This Terraform module simplify setup of the logging collecting and aggregation using Vector to the AWS EKS with intermediate cache in AWS S3 and final destination in AWS OpenSearch
HCLApache-2.0
Documentation
Description and Architecture
This module was created to simplify configuring logging collecting and aggregation using Vector with intermediate cache in AWS S3 and final destination in AWS OpenSearch (former ElasticSearch).
In the above diagram, you can see the components and their relations.
Resources you need to provide (pre-requisitions)
OpenSearch cluster where Vector Aggregator will ingest processed logs.

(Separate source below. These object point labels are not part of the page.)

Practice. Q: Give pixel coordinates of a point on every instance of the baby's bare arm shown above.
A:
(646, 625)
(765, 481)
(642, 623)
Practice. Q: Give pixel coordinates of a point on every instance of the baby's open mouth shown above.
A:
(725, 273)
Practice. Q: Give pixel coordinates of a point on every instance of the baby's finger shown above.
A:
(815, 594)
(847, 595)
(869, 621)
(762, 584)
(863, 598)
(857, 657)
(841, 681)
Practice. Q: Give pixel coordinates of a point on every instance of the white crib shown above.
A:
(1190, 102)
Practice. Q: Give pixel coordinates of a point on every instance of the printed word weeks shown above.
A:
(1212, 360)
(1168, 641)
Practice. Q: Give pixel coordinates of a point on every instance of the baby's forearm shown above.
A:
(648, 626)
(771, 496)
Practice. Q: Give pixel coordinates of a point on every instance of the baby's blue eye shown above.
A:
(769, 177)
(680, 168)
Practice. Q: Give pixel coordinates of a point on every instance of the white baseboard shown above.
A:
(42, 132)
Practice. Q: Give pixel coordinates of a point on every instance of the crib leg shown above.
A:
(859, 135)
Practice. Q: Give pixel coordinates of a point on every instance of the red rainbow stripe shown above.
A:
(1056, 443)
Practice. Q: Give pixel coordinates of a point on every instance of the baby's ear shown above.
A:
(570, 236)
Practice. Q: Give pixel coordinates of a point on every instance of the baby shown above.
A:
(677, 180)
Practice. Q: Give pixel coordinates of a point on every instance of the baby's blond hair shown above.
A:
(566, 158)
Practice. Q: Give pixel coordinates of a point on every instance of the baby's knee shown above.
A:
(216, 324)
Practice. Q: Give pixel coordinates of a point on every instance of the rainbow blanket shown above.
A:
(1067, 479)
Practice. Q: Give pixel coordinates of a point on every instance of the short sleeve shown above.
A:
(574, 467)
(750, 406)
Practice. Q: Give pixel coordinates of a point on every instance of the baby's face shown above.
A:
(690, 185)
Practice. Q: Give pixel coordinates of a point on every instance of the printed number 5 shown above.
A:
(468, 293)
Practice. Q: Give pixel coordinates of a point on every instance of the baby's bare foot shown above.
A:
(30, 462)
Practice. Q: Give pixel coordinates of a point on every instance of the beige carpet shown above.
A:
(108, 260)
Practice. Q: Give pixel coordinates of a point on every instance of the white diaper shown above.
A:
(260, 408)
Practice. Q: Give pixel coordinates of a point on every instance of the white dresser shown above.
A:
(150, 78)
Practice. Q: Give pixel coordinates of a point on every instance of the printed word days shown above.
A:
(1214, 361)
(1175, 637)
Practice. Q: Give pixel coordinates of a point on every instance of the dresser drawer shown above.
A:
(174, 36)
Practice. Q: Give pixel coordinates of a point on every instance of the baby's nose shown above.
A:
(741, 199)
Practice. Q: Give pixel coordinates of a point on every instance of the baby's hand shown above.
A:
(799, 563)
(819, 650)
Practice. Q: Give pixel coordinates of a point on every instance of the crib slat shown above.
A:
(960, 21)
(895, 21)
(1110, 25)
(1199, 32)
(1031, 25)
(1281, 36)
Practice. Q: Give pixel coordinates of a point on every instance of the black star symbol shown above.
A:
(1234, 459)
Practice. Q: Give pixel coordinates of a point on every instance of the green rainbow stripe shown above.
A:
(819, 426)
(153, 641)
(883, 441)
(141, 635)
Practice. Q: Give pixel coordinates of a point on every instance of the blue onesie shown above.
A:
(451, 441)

Secrets Manager Secret with vector_username and vector_password, which will be used as Basic Auth credentials to OpenSearch cluster. This is optional, if not provided Vector Aggregator will use IAM Role for put data into OpenSearch. If you accessing OpenSearch cluster via VPN Endpoint make sure you provided appropriate host name via the Header. See example in examples/iam-auth-opensearch.
EKS cluster where Vector Agent and Vector Aggregator will be deployed.
Resources created by the module
Two components will be installed into the existing EKS cluster using the Helm chart:
Vector Agent, as DaemonSet, collects logs and metrics from the node (including application logs) and sends them to the S3 bucket using the ServiceAccount and connected IAM Role. It has been done to decouple logs collecting as far as our OpenSearch cluster can be in the maintenance or overloaded, but we don't want to miss any logs. S3 bucket is cheap and reliable storage, we are using it as a buffer.
Vector Aggregator, as StatefullSet, which reads the SQS queue for new logs, gets them from the S3 bucket, processes, enriches, and sends them to the OpenSearch cluster.
S3 bucket has lifecycle policy and stores logs for a period of time (7 days by default). It has notifications configured on CreateObject event routed to the SQS queue. Resource policy restricts access to the bucket only to Vector Agent IAM Role and Vector Aggregator IAM Role.
SQS queue, as destination for S3 CreateObject notifications used by the Vector Aggregator to get information about logs messages that has to be processed.
Vector Agent IAM Role and Vector Aggregator IAM Role created to provide granular access to the AWS resources.
Explanation of some architectural decisions
The S3 bucket is used as temporary storage here to not lose any logs in a case when the OpenSearch cluster is in the "Red health status". Messages wait in the SQS queue for later processing. When logs are ingested into the OpenSearch cluster, we remove the message from the SQS queue.
When we have multiple AWS accounts (one per environment), we are using a single OpenSearch cluster. We believe that the Vector Aggregator must be part of each cluster where logs are generated so we can test changes of the Vector Aggregator configuration in the lower environments before promoting them to the Production.
By default agent template has following variables: region, bucket, and cluster_name. Module replaces them inside automatically. If you defined additional variables in the template provided via agent_template_filename you need to provide values for them here.
By default aggregator template has following variables: queue_url, endpoint, region, and eks_cluster_name. Module replaces them inside automatically. If you defined additional variables in the template provided via aggregator_template_filename you need to provide values for them here.
By default we are creating the least priviledgies S3 bucket policy (limited access only for Agent IAM Role and Aggregator IAM Role). You can override it by providing S3 bucket policy JSON document here.